The Government was ‘‘absolutely’’ committed to reopening the route, he said.

‘‘Clearly, in light of the earth quake we’d want to look at our options and examine them closely in terms of where that state highway is.

‘‘My view is that that is going to lead us back to the coastal route that it is currently on, because it is the most direct route and it has very significant tourism appeal.’’

Mr Bridges  said  roading was ‘‘top of mind’’ as there were reports of  potholes already emerging on the main alternative route between Christ church and Picton, via the Lewis Pass and Murchison.

Serious concerns also remained for public safety, as the alternative route was already taking four times as many heavy trucks as normal.

Police have put 10 extra high way patrol officers on the road. Road Transport Forum chief executive Ken Shirley said  he hoped the Government would not be ‘‘sensitive’’ about State Highway 1 and simply bulldoze rubble into the sea.

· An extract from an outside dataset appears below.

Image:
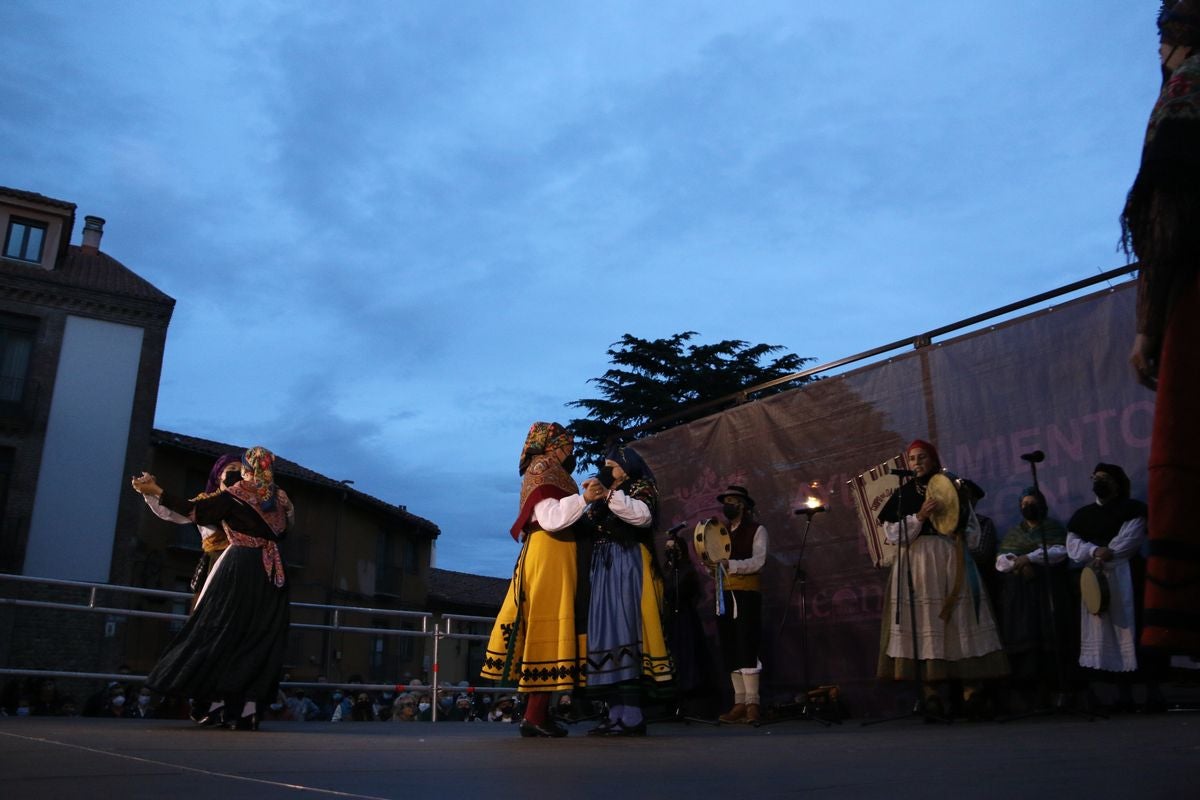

‘‘What you’ve got there is mountains meeting the sea — that material wants to go into the sea. That’s gravity.

‘‘To try and truck it away ... would add to the cost and time massively.

‘‘They might need some special environmental powers.’’ 

Mr Bridges said it was too early to make that call, but the New Zealand  Transport Agency (NZTA) was  working on options to present to the Government.

‘‘And we don’t want to muck around on that, because we appreciate livelihoods  ...  are seriously affected.’’

Speaking at a Kaikoura community meeting yesterday, Economic Development Minister Steven Joyce said opening access to SH1 on the south side of the town would  happen ‘‘quite a way before we open up to the north’’.

He said restoring access to the town was obviously one of the big issues.

‘‘It’s being worked on as fast as possibly can be. We have got heavy machinery working on slips on the south side.

‘‘We’ll open up to the south side of SH1 quite a way before we open up to the north.’’

Mr Joyce was loudly applauded when he also announced that the Government’s initial support for quake-affected businesses would be extended to include large businesses.

Initially, the $7.5million package was only available to businesses with fewer than 20 employees in Kaikoura, Cheviot, Waiau, Rotherham, Mt Lyford and Ward.